If the species is subject to wide fluctuations of temperature, relative to
the reproductive range, over time spans longer than the usual time between
dividings, then if the species is not subject to aging and has a probably
lifespan due to other factors that is several times that of the typical
duration of temperature swings that take it out of the reproductive range,
then there is a good likelihood that a large enough number of the
non-reproductive species members will be around to reduce the food supplies,
etc., for the minority who may have the genes necessary to keep the species
going.
There is always a probability that the temperature will fluctuate back to
the advantage of the original dominant genotype, in which case they will
provide a species advantage. So the relative probabilities of different
fluctuation values plays into the final optimum. However, there will be
times that an aging gene itself, or a genetic clock, would be to the species
advantage.
Often factors - such as temperature extremes - may effect young,
pre-reproductive age species members more than mature, physically larger,
more experienced members. Imagine a troop of mountain gorillas, with an
alpha male who doesn't age. His hair and massive body size give him a lot
of resistance to cold relative to a baby. If this is a species that grants
virtual total breeding rights to the alpha male, then if there is a change
in climate to the colder side, so few of his babies may survive, due to lack
of cold adaptation, that eventually the troop itself will dwindle from
attrition to nothing.
In real life, the alpha male will eventually get old and feeble and be
replaced by the strongest available successor - likely one of the more
cold-adapted ones who survived babyhood. Since semi-permanent climatic
changes usually take a fair amount of time - decades to centuries for ice
ages to come on - the turnover of alpha males favors the matching of
genotype to environmental need.
I suspect that, even more so, any of our ancestors over the past million
years would have gained a major genetic advantage thru not aging. As we
have gotten smarter and stored more of our survival information in memes as
opposed to genes, the survival advantages of a longer life have increased
drastically. Even much less intelligent species show greatly improved
survival competence thru experience.
When you look at really primitive peoples that most closely resemble how we
lived for most of the past million years - the natives of the New Hebrides
being the best example I have run accross - you see that the males either
died young from disease or being murdered for ritual canibalism or they live
to be a ripe old age. Men in their 50's there still look like they just
stepped out of the Jack LaLane's power weight-lifting area. If age didn't
kill these guys, they would likely survive well over one hundred years, and
the smarter ones might last a LOT longer.

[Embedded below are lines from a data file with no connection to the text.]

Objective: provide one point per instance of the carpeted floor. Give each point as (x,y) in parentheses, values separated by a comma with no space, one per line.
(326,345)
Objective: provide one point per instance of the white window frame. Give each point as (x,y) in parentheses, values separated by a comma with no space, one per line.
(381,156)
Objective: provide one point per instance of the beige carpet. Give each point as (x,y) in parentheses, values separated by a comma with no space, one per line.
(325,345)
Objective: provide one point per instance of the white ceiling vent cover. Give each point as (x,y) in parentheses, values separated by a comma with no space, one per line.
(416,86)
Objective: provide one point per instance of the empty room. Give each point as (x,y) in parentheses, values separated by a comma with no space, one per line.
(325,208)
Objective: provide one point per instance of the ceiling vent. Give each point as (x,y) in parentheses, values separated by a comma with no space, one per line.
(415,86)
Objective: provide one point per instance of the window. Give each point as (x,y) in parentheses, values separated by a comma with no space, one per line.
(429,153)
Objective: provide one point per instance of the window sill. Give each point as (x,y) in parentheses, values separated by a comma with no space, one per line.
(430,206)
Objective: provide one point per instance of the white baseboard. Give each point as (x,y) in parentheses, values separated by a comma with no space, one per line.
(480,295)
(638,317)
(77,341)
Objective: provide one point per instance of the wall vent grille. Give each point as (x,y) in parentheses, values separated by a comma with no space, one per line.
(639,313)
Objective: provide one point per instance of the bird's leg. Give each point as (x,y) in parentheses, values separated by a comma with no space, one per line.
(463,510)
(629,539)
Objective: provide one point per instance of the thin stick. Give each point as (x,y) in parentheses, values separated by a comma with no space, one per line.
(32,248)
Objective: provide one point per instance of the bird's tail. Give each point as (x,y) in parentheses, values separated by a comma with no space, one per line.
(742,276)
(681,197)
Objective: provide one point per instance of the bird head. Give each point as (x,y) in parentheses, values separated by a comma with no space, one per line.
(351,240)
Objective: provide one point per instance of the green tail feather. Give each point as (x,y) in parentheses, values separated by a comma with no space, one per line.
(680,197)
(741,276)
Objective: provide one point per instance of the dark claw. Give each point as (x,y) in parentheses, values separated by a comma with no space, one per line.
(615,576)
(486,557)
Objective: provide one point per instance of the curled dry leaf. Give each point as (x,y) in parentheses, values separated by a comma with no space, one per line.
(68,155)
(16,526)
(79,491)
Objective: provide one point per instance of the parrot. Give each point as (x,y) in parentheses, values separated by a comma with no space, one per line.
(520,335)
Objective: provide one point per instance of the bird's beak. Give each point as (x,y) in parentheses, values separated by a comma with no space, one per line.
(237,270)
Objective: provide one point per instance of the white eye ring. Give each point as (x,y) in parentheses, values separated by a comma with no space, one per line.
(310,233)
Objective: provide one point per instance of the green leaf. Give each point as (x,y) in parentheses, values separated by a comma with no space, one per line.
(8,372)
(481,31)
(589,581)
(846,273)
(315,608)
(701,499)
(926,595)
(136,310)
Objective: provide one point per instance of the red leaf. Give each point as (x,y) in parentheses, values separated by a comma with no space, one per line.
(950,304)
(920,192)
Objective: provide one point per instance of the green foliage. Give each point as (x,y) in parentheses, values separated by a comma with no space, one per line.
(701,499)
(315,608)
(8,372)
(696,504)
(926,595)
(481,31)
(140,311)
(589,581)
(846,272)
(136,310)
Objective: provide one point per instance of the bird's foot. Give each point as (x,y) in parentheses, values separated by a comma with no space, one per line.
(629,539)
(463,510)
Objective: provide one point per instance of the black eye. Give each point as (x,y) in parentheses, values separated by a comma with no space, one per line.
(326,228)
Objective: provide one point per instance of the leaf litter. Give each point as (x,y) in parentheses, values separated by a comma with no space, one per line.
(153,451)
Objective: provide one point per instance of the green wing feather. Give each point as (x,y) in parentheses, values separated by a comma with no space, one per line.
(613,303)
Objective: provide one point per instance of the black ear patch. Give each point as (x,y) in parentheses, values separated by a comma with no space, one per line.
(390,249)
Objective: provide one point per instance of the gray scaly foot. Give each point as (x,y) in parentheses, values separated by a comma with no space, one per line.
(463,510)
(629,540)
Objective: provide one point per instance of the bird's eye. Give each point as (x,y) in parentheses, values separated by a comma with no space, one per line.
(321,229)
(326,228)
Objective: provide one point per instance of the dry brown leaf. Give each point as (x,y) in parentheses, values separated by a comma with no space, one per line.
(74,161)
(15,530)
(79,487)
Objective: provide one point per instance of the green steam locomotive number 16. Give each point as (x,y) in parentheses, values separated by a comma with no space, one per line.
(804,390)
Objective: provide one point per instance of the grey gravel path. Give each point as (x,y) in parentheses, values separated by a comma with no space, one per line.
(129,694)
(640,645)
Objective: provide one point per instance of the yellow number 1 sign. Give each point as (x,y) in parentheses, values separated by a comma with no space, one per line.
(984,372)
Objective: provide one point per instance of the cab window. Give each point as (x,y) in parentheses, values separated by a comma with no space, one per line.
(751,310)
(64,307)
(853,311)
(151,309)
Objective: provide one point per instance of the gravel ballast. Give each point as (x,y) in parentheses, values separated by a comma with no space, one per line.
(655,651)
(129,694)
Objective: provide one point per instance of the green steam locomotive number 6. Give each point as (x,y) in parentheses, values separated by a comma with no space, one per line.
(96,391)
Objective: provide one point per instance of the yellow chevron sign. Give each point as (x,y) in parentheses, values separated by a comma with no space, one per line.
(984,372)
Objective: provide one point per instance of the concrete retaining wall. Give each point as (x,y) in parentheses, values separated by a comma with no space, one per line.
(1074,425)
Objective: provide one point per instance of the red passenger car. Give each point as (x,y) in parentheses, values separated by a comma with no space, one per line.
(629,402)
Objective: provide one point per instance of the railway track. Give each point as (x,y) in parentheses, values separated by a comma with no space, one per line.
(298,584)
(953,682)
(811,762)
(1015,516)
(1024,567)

Thus, no matter how maladapted the genes - virtual total lack of resistance
to a new plague that this particular individual survived because he had
lived so long that his immune system had encountered something similar -
cowpox, e.g. - the immortal continues to pass them on, dooming the majority
of his progeny, and thus his branch of the species.
At the same time, those of his progeny who were themselves immortal - or at
least relatively long-lived, would also dominate their local gene pools,
also reducing genetic turnover and making it possible for a real disaster to
wipe out the entire gene pool, especially if there is competition from
outside - e.g., Neanderthal vs. CroMagnon.
I would argue - and have argued since the '70's that it is likely that a
genetic clock is so essential and it is so necessary to species survival,
that it must be hardwired into the deep structure of the code. It is
probably tied into other essential functions - as the telomeres are tied to
cancer resistance, so that any temporary niche advantage is more than offset
by immediate downside effects. I.e., you stop aging and shortly thereafter
die of twenty different kinds of cancer.